Lego Star Wars Battles is Clash Royale for brick builders in a galaxy far, far away

By Dasblog

Lego Star Wars Battles is a new game out on Apple Arcade that combines the player-versus-player (PvP) combat of Clash Royale with the delightful bricks-and-blasters flavor of other Lego Star Wars games.

Lego Star Wars Battles sets player against player in short matches where a coin flip decides which is playing light side and which is dark side, with units and characters appropriate to each faction from the franchise. Each player sends lowly minions and stronger champions to destroy the enemy player’s base, while also setting up towers to defend their own HQ – but unlike other strategic games, the action is small enough scale to fit on a (vertical) phone screen. 

Lego Star Wars Battles

(Image credit: TT Games)

Combat is automated once units are dropped on the field, leaving players to balance resources and drop in units at the pivotal moment to overwhelm the enemy. Matches end after five minutes, and the player with the most towers active wins a small reward – or a larger reward if they’ve destroyed the enemy base. Strategy within a game matters, but also which main champion, basic units, and towers players assemble into decks and take into matches. 
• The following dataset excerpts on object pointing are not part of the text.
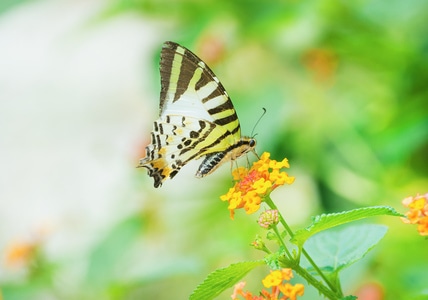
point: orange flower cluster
(276, 280)
(20, 254)
(418, 213)
(252, 185)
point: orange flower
(277, 282)
(20, 253)
(418, 213)
(253, 185)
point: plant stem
(329, 293)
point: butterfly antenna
(258, 121)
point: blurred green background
(345, 87)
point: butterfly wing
(197, 117)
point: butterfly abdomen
(215, 160)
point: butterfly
(197, 119)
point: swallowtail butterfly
(197, 119)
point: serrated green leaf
(335, 249)
(222, 279)
(326, 221)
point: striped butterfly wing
(197, 119)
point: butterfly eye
(252, 143)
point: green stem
(275, 229)
(329, 293)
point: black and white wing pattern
(197, 119)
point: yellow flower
(277, 282)
(418, 213)
(291, 292)
(254, 184)
(273, 279)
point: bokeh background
(345, 85)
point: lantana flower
(277, 281)
(418, 213)
(254, 184)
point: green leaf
(222, 279)
(333, 250)
(326, 221)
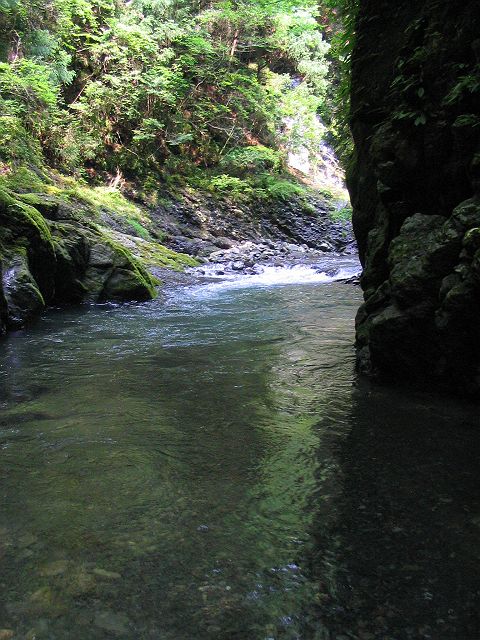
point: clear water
(205, 466)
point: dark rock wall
(415, 187)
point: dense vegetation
(209, 91)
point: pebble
(111, 621)
(54, 568)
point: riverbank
(64, 242)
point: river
(207, 466)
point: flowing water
(206, 466)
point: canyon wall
(415, 187)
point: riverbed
(208, 466)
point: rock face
(415, 187)
(198, 224)
(48, 256)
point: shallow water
(206, 466)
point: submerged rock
(44, 261)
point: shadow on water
(203, 468)
(398, 558)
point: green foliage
(143, 88)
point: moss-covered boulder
(48, 255)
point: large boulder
(48, 255)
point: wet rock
(415, 194)
(107, 575)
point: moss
(134, 265)
(157, 255)
(25, 213)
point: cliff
(415, 187)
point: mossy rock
(22, 294)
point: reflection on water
(203, 467)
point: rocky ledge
(55, 249)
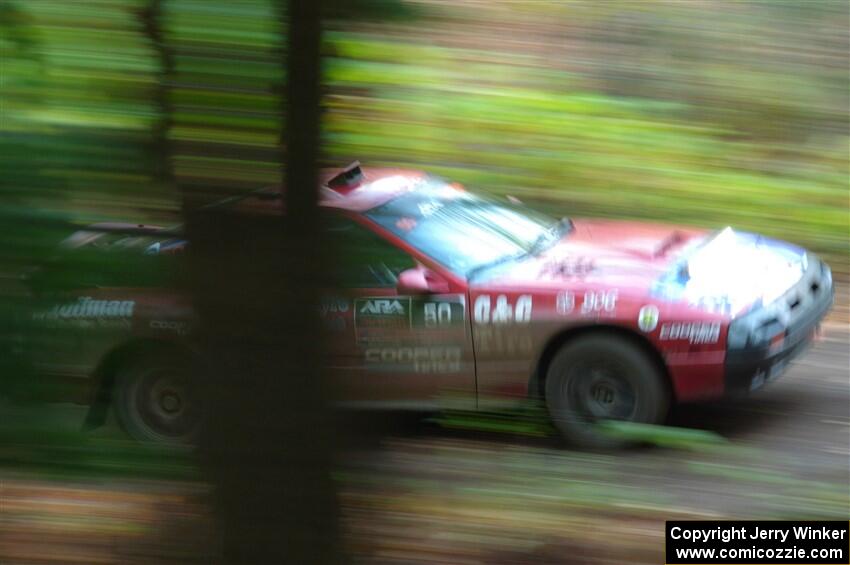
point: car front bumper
(800, 312)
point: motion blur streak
(705, 113)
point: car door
(407, 349)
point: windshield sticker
(565, 302)
(405, 224)
(648, 318)
(503, 312)
(428, 208)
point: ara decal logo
(381, 306)
(648, 318)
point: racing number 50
(438, 314)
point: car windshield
(464, 232)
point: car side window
(363, 259)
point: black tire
(154, 399)
(603, 377)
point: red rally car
(442, 290)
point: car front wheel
(154, 398)
(603, 377)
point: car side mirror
(420, 280)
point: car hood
(725, 272)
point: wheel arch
(104, 374)
(537, 381)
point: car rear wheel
(154, 398)
(602, 377)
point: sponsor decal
(502, 312)
(648, 318)
(380, 306)
(604, 302)
(333, 306)
(86, 308)
(569, 267)
(180, 328)
(433, 359)
(381, 319)
(694, 332)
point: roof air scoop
(348, 179)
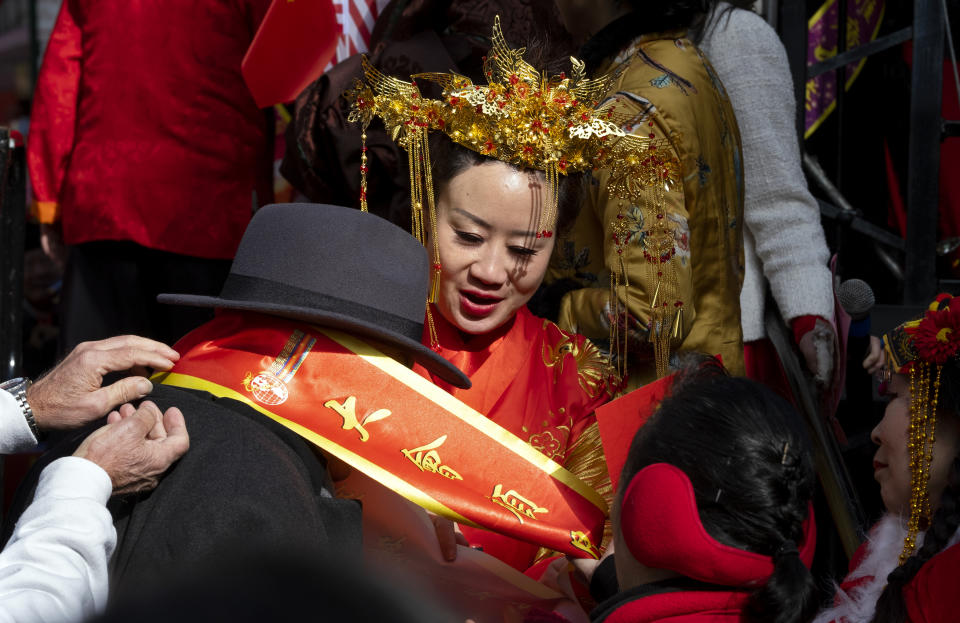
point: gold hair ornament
(920, 348)
(522, 117)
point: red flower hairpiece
(936, 337)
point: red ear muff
(661, 527)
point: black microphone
(857, 299)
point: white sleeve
(15, 434)
(779, 210)
(55, 566)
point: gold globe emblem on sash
(269, 387)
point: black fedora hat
(337, 267)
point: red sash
(393, 425)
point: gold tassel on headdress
(920, 348)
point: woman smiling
(533, 379)
(492, 186)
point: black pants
(111, 287)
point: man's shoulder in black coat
(245, 482)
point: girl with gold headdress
(494, 171)
(908, 568)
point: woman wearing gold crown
(657, 268)
(489, 196)
(908, 568)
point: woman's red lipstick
(478, 304)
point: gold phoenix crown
(555, 124)
(521, 116)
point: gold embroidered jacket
(673, 259)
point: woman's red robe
(541, 384)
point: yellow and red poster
(863, 23)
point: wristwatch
(18, 389)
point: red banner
(393, 425)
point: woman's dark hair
(450, 159)
(647, 16)
(712, 20)
(891, 607)
(747, 456)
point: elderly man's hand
(137, 445)
(70, 395)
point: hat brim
(423, 355)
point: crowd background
(862, 142)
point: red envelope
(295, 41)
(619, 421)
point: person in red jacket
(147, 155)
(907, 570)
(713, 521)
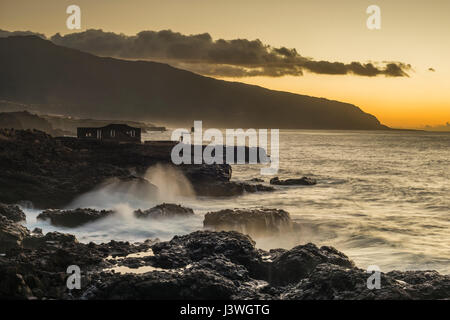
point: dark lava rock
(202, 173)
(184, 250)
(158, 285)
(73, 218)
(229, 189)
(51, 172)
(305, 181)
(165, 210)
(254, 222)
(298, 263)
(11, 234)
(12, 212)
(200, 265)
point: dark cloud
(228, 58)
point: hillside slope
(67, 81)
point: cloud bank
(226, 58)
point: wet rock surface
(11, 234)
(229, 189)
(165, 210)
(73, 218)
(250, 221)
(304, 181)
(200, 265)
(12, 212)
(51, 172)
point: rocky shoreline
(51, 172)
(218, 262)
(200, 265)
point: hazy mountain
(66, 81)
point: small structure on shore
(111, 132)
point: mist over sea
(382, 198)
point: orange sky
(412, 31)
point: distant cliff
(67, 81)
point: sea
(382, 198)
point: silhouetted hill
(67, 81)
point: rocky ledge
(254, 222)
(200, 265)
(51, 172)
(164, 211)
(73, 218)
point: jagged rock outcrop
(11, 235)
(200, 265)
(255, 222)
(51, 172)
(304, 181)
(165, 210)
(12, 212)
(73, 218)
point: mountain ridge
(71, 82)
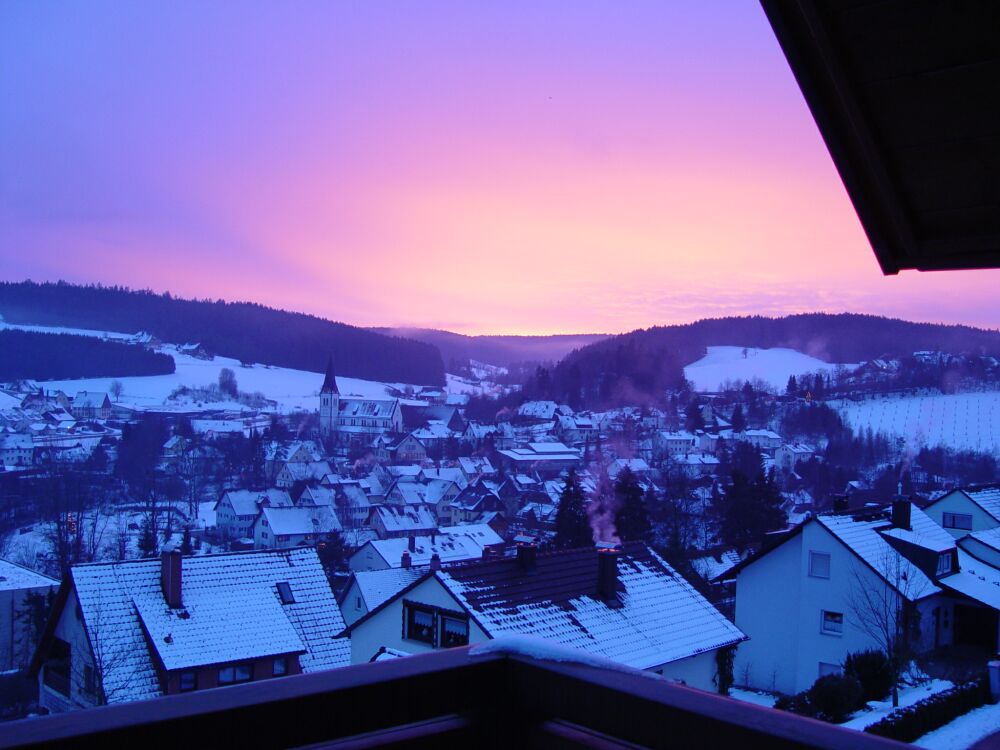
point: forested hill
(501, 351)
(242, 330)
(636, 366)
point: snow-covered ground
(290, 389)
(773, 366)
(964, 421)
(965, 731)
(907, 697)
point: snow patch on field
(964, 421)
(290, 389)
(964, 731)
(773, 366)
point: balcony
(484, 700)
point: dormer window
(285, 592)
(944, 564)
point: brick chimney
(607, 575)
(526, 553)
(170, 577)
(901, 514)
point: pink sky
(525, 167)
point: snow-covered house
(625, 605)
(455, 545)
(238, 509)
(18, 586)
(821, 591)
(281, 528)
(966, 509)
(789, 456)
(392, 521)
(16, 449)
(91, 405)
(140, 629)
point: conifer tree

So, yes, it feels a lot like the popular mobile game Clash Royale, but it has the same beloved look and humor that made Lego Star Wars games so successful. Classic championes like Luke and Darth Vader waddle around on stubby mini figure legs, defensive laser turret towers are built up brick by brick, and stages are ringed with ships and buildings based on real Star Wars Lego sets you can buy.

Simulating the tactile Lego experience is a big part of Lego Star Wars’ charm, reframing the galactic struggle with the childish wonder of the brick-based toy (and a lot of slapstick for good measure) – and now, it can carry young players into competitive multiplayer.

Lego Star Wars Battles

(Image credit: TT Games)

Lego Star Wars Battles: bringing cute to competitive PvP

While players can compete against bots, the game is meant to pit humans against each other. That can be intimidating, especially for Apple Arcade’s family-friendly audience, so it helps that younger players will have the familiar elements of the Star Wars universe, especially rendered cartoonishly with Lego bodies and antics, to get the hang of competing with other players online. 
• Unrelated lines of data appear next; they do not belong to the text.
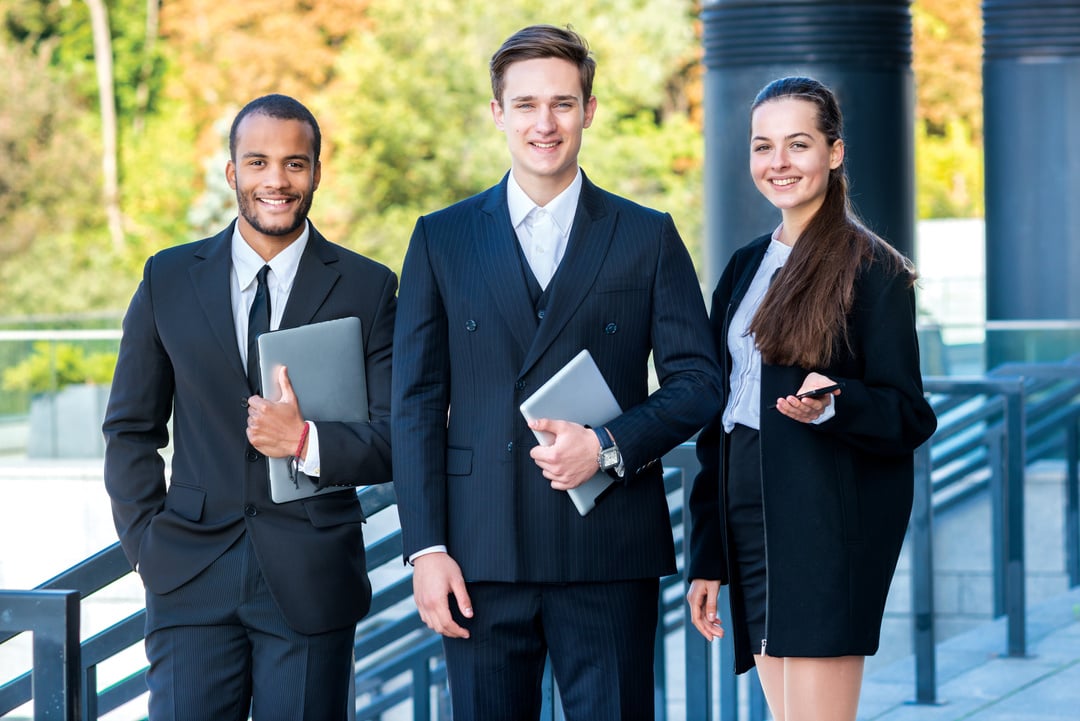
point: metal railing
(989, 429)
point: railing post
(922, 581)
(52, 616)
(421, 690)
(660, 665)
(697, 652)
(1072, 502)
(1013, 516)
(998, 519)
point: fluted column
(1031, 111)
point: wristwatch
(609, 458)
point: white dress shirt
(245, 266)
(543, 232)
(744, 403)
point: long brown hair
(802, 320)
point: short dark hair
(541, 41)
(281, 107)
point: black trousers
(599, 636)
(219, 648)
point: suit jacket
(470, 348)
(836, 495)
(178, 357)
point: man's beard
(298, 218)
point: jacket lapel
(499, 262)
(212, 285)
(590, 240)
(315, 277)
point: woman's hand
(702, 599)
(807, 408)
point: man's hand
(702, 599)
(434, 577)
(571, 459)
(274, 427)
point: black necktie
(258, 323)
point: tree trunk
(103, 63)
(143, 92)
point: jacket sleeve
(881, 408)
(136, 422)
(359, 453)
(684, 358)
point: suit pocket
(328, 512)
(186, 501)
(458, 461)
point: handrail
(53, 619)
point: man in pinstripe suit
(498, 293)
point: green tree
(948, 108)
(43, 189)
(408, 111)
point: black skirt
(745, 522)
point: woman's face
(791, 159)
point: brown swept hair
(543, 41)
(802, 320)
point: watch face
(609, 458)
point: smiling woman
(821, 301)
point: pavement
(977, 682)
(55, 513)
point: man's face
(275, 176)
(543, 114)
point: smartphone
(817, 393)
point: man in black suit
(251, 606)
(498, 293)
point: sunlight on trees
(402, 93)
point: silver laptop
(577, 393)
(325, 363)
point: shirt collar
(563, 207)
(246, 262)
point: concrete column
(863, 52)
(1031, 111)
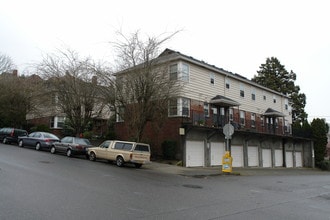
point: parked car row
(120, 152)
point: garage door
(195, 153)
(253, 156)
(266, 158)
(237, 155)
(289, 159)
(299, 159)
(217, 151)
(278, 158)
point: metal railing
(218, 121)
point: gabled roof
(223, 101)
(169, 54)
(274, 113)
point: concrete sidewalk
(215, 171)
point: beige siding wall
(200, 88)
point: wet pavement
(213, 171)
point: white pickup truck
(121, 152)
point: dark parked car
(71, 145)
(39, 140)
(10, 135)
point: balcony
(245, 125)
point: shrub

Lego fans may notice that the models within the matches are different sizes. Those ships and buildings in the background of playable stages are detailed full-size models, but everything else in the game is set to the micro scale of the ‘Lego Star Wars Mini’ set line, with ships and turrets looking more diminutive and silly. 

Lego Star Wars Battles

(Image credit: TT Games)

Obviously, this likely makes the game more approachable to younger players, but older fans of the franchise may be just as tickled – and enjoy a less serious take on Star Wars that hides complexity in the game’s mechanics.

For starters, each champion is a tougher fighter with their own activtable power, so players will want to explore which suits their playstyle best. There are multiple unit types, from tanks like the venerable AT-AT to aerial Probe Droids to grouped units like swarms of Porgs, as well as strikes. Players have a slowly-replenishing resource, energy, to spend on units, the stronger the costlier. 

Players get access to new units and champions by opening them (symbolized in cards) in the game’s version of loot boxes, called Scans, which are earned after playing and winning matches. If they find enough multiples of the same unit card, they’ll upgrade the unit to be more effective in matches; champions can likewise be upgraded. 

Which makes the game sound perfect for microtransactions, but like every other Apple Arcade game, Lego Star Wars Battles is free to download for subscribers and doesn’t have in-game purchases. All extra content is earned through playing the game, and developers TT Games have promised more championes, units, and planets are coming in month-long ‘seasons’ filled with rewards – which will typically culminate in a popular character from the franchise.

Ultimately, the game feels like a great match of well-known franchises with Apple Arcade’s family-friendly appeal, and it seems like it will have enough complexity to keep fans coming back for more. While the cutesy Lego look might be a dealbreaker for some players, there’s more hiding under the all-ages style – and perhaps a safer alternative to competitive mobile games that don’t have Apple Arcade’s no-microtransactions policy.